@thebrennan47 That helps out quite a bit. I thought there was a bit more going on here than I originally imagined.
You need to change up your configuration. Your storage node is acting as a gateway between the fog server and the target systems. You need to change the served subnet on each storage node. Each storage node needs to be connected to a unique subnet. On the surface you have a routing problem not a fog problem.
Consider if you are using subnets 192.168.1.x on each storage node. If a computer on SN1 talks to the fog server, and a computer on SN2 talks to the fog server and each has the same subnet, how will the fog server know where/who to respond to.
So how to fix it? Give SN1 imaging network an IP subnet of 192.168.1.x./24. Give SN2 imaging network an IP subnet of 192.168.2.x/24. Give SN3 imaging network an IP subnet of 192.168.3.x/24.

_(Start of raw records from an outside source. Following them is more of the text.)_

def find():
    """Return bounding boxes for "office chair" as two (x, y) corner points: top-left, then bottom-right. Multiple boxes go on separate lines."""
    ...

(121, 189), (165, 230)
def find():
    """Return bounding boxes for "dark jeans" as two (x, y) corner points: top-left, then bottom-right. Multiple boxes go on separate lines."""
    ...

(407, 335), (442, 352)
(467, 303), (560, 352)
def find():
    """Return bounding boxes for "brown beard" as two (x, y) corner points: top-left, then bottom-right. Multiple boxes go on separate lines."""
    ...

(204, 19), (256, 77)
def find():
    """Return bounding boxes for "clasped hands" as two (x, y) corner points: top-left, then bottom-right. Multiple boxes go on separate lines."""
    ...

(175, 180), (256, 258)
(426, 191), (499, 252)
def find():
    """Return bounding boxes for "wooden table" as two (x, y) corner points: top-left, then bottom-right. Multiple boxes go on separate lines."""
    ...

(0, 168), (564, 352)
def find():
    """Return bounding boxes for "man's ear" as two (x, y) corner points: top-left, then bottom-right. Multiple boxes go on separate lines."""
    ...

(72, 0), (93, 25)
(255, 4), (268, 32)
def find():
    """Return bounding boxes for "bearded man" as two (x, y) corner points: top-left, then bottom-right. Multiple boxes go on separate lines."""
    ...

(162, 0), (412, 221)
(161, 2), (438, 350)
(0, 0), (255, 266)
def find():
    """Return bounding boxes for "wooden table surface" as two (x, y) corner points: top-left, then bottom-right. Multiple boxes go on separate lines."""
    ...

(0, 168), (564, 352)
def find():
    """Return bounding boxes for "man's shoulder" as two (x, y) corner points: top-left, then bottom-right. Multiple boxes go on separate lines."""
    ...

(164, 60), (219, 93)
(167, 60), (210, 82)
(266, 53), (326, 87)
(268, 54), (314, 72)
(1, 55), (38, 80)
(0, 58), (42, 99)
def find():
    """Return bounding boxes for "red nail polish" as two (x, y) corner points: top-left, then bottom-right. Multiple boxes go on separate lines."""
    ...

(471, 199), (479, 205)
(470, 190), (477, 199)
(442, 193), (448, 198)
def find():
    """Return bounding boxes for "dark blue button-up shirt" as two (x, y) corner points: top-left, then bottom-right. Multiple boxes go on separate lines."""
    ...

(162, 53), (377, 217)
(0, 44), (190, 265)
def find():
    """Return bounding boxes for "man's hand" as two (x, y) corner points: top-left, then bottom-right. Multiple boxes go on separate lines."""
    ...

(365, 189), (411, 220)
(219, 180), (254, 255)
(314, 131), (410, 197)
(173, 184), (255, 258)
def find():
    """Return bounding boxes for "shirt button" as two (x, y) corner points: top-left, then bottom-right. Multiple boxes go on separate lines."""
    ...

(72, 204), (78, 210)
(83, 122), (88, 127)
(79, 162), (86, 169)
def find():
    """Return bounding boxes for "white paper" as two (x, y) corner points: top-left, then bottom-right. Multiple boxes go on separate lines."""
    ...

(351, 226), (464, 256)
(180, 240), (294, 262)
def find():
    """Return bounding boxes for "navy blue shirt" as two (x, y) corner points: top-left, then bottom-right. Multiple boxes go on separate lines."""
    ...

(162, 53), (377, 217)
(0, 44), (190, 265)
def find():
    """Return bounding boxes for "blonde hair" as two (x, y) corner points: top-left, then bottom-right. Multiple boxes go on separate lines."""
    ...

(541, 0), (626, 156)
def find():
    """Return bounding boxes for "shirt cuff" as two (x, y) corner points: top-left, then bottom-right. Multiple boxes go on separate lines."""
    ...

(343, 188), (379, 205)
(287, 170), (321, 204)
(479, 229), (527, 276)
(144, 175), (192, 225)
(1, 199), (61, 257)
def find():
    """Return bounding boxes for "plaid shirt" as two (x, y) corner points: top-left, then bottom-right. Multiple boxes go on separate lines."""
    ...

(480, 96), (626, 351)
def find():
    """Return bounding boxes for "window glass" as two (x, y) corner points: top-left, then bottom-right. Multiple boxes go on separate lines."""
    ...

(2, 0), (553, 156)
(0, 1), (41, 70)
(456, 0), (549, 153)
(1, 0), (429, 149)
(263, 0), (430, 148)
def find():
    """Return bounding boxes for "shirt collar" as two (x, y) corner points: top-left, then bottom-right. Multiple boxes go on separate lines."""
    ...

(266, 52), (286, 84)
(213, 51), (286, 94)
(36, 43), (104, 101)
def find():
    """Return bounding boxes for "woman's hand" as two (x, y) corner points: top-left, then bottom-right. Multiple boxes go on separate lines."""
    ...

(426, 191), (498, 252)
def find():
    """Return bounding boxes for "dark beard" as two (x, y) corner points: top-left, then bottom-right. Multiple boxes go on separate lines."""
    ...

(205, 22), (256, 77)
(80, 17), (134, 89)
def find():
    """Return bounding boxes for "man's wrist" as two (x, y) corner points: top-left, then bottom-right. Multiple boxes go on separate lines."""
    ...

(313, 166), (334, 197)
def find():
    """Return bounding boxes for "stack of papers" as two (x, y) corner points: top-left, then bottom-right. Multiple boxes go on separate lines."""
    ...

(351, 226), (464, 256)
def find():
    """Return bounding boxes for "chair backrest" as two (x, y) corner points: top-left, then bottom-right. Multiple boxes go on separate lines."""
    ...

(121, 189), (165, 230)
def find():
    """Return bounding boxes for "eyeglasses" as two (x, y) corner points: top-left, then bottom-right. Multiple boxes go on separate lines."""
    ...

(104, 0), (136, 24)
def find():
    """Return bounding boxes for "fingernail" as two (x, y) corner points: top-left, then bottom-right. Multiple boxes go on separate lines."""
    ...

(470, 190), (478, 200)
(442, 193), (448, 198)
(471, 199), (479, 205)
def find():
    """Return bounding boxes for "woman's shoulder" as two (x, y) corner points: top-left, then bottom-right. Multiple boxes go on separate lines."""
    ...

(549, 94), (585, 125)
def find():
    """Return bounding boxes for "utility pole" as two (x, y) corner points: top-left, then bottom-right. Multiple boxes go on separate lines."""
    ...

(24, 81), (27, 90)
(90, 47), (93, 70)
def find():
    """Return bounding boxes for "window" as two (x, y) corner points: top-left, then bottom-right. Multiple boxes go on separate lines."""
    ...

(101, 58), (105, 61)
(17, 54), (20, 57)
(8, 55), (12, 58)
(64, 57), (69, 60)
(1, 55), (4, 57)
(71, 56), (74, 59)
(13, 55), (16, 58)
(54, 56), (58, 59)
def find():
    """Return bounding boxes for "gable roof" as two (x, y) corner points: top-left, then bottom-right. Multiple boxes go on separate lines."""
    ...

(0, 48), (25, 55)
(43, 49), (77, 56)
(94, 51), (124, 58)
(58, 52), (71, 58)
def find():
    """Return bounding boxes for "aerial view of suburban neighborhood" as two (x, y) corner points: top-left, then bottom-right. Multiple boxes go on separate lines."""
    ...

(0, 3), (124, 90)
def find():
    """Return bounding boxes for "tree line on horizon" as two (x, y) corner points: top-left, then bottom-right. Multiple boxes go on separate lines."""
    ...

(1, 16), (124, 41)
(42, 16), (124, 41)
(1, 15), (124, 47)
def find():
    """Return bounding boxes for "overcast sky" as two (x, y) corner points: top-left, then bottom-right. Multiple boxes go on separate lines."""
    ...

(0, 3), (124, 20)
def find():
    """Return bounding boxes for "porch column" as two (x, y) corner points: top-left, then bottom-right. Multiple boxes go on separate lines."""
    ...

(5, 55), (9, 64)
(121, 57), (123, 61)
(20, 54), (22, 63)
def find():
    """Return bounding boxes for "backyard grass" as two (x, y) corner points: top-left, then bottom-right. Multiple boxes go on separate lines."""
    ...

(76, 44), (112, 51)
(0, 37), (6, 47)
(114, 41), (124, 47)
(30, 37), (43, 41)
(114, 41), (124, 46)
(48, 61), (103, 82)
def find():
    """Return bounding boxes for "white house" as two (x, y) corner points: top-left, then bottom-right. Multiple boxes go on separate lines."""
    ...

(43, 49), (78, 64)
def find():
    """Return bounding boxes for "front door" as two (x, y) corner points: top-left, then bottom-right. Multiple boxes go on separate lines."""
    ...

Now go to your internet router and create a static route (or you can do this on your FOG Master node) that describes the subnets beyond each storage node. Like
ip route add 192.168.1.0 mask 255.255.255.0 via {SN1 LAN interface}
ip route add 192.168.2.0 mask 255.255.255.0 via {SN2 LAN interface}
ip route add 192.168.3.0 mask 255.255.255.0 via {SN3 LAN interface}
You will need to change the dhcp server settings on each SN too to match their respective imaging network range.
Once you have routing and unique IP addresses in play FOG should work a bit better.